对于Mathematica，我使用了一个列表Compile和Parallelization->False。

Compile[{{f, _Real, 1}}, 
 {
   {0.011904761904761973` f[[2]]f[[1]]^3 + 
    0.002976190476190474` f[[1]]f[[2]]^3 - 0.020833333333333325` f[[3]] + 
    0.002976190476190474` f[[3]]^3 + 
    f[[2]]^2 (0.0029761904761904778` f[[3]] +...
   {0.002976190476190483` f[[1]]^3 + 0.011904761904761906` f[[2]]^3 - 
    0.0875` f[[3]] + 0.0029761904761904765` f[[3]]^3 + 
    f[[1]]^2 (0.005952380952380952` f[[2]] +...
 },CompilationTarget -> "C", RuntimeAttributes -> {Listable}, 
  Parallelization -> True];

time = RepeatedTiming[testFunction[floatMatrix]];
Print["In Mathematica-C it takes an average of ", time[[1]], " secs."]

对于Python，我使用NumPy。
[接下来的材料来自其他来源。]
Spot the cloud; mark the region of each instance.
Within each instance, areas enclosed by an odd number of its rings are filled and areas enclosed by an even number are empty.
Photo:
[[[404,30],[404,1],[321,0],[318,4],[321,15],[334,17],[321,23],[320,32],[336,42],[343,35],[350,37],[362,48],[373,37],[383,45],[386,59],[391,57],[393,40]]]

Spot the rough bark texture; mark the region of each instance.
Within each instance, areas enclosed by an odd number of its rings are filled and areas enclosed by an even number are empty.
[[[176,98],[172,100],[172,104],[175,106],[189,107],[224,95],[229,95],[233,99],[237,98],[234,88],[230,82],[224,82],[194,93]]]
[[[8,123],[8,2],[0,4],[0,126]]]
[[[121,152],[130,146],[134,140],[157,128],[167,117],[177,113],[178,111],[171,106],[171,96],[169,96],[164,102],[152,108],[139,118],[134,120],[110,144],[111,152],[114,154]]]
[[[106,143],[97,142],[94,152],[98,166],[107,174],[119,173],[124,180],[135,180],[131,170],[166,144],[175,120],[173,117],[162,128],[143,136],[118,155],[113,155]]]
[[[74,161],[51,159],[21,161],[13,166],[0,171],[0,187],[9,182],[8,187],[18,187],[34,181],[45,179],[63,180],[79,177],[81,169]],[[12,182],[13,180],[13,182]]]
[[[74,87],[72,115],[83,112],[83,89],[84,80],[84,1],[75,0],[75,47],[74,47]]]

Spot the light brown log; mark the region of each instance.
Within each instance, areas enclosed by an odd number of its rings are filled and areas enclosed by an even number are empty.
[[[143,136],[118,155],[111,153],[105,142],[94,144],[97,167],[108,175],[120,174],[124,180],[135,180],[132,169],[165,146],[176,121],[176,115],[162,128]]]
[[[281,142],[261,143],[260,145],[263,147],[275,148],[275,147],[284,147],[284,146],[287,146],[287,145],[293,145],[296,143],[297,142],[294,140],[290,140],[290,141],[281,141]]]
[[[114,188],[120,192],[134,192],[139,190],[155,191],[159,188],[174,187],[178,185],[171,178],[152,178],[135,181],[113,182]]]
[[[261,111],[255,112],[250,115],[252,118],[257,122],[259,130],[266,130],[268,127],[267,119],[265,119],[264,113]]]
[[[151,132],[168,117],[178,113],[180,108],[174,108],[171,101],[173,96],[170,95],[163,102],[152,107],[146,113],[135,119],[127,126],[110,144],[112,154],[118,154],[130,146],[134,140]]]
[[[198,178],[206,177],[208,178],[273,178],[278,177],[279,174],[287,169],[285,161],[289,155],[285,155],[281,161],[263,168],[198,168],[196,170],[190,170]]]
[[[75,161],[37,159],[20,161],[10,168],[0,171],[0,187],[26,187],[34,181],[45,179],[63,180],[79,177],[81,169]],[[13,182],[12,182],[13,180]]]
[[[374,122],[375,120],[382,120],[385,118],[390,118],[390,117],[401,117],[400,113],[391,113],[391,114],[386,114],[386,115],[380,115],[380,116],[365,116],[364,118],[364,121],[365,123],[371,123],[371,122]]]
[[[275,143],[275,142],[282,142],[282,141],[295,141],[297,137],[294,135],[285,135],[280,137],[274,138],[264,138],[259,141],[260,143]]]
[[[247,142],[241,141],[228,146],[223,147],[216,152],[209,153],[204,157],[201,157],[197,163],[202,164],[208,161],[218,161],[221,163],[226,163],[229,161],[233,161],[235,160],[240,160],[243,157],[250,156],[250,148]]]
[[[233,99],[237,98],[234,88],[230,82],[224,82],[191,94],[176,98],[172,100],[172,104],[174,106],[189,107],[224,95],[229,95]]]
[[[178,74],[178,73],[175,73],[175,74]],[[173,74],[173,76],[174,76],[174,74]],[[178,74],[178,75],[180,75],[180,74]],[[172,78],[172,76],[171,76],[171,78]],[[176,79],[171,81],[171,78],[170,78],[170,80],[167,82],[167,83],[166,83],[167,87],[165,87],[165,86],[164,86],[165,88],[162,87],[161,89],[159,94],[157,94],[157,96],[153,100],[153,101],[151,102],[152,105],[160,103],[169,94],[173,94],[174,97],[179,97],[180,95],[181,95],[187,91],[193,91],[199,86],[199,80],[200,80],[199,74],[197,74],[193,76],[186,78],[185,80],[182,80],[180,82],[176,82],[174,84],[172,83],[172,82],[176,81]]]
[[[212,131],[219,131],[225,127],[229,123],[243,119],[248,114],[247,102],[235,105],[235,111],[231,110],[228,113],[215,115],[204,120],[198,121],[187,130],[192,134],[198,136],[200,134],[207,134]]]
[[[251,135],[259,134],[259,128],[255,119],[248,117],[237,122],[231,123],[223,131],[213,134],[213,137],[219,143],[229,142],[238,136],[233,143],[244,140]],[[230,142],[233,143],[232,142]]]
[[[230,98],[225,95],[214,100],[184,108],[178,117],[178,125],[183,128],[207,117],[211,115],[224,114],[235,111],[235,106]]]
我有两个实现：
实现1（内部转置）：

def testFunction(data):
    f1, f2, f3, f4 = data.T
    
    results = np.zeros((data.shape[0], 4))  # Initialize a results array

    results[:, 0] = (0.011904761904761973*f2*f1**3 + 0.002976190476190474*f1*f2**3 - 
                    0.020833333333333325*f3 + 0.002976190476190474*f3**3 + f2**2* 
                    (0.0029761904761904778*f3 +...
    results[:, 1] = (0.002976190476190483*f1**3 + 0.011904761904761906*f2**3 - 0.0875*f3
                   + 0.0029761904761904765*f3**3 + f1**2*(0.005952380952380952*f2 + 
                     0.002976190476190469*f3 + 0.0029761904761904726*f4) +...
    return results

duration=0

for i in range(10):
    start_time = time.time()
    testFunction(floatMatrix)
    end_time = time.time()
    duration = duration + end_time - start_time

duration=duration*0.1

print(f"With numpy it takes an average of': {duration} seconds")

实现2（外转）：

def testFunction(f1, f2, f3, f4):
    results = np.zeros((f1.shape[0], 4))  # Initialize a results array

    results[:, 0] = ...
    results[:, 1] = ...
    results[:, 2] = ...
    results[:, 3] = ...

    return results

# Transpose the data outside the function
f1, f2, f3, f4 = floatMatrix.T

duration=0

for i in range(10):
    start_time = time.time()
    testFunction(f1, f2, f3, f4)
    end_time = time.time()
    duration = duration + end_time - start_time

duration=duration*0.1

print(f"With numpy vectorized operations it takes an average of': {duration} seconds")

这是时代：

Mathematica：0.119938秒
Numpy（内部转置）：0.206754秒
Numpy（外部换位）：0.20789377秒

我本来以为NumPy会更快。我可以对Python中的代码进行任何更改，使其比Mathematica编译的函数更快吗？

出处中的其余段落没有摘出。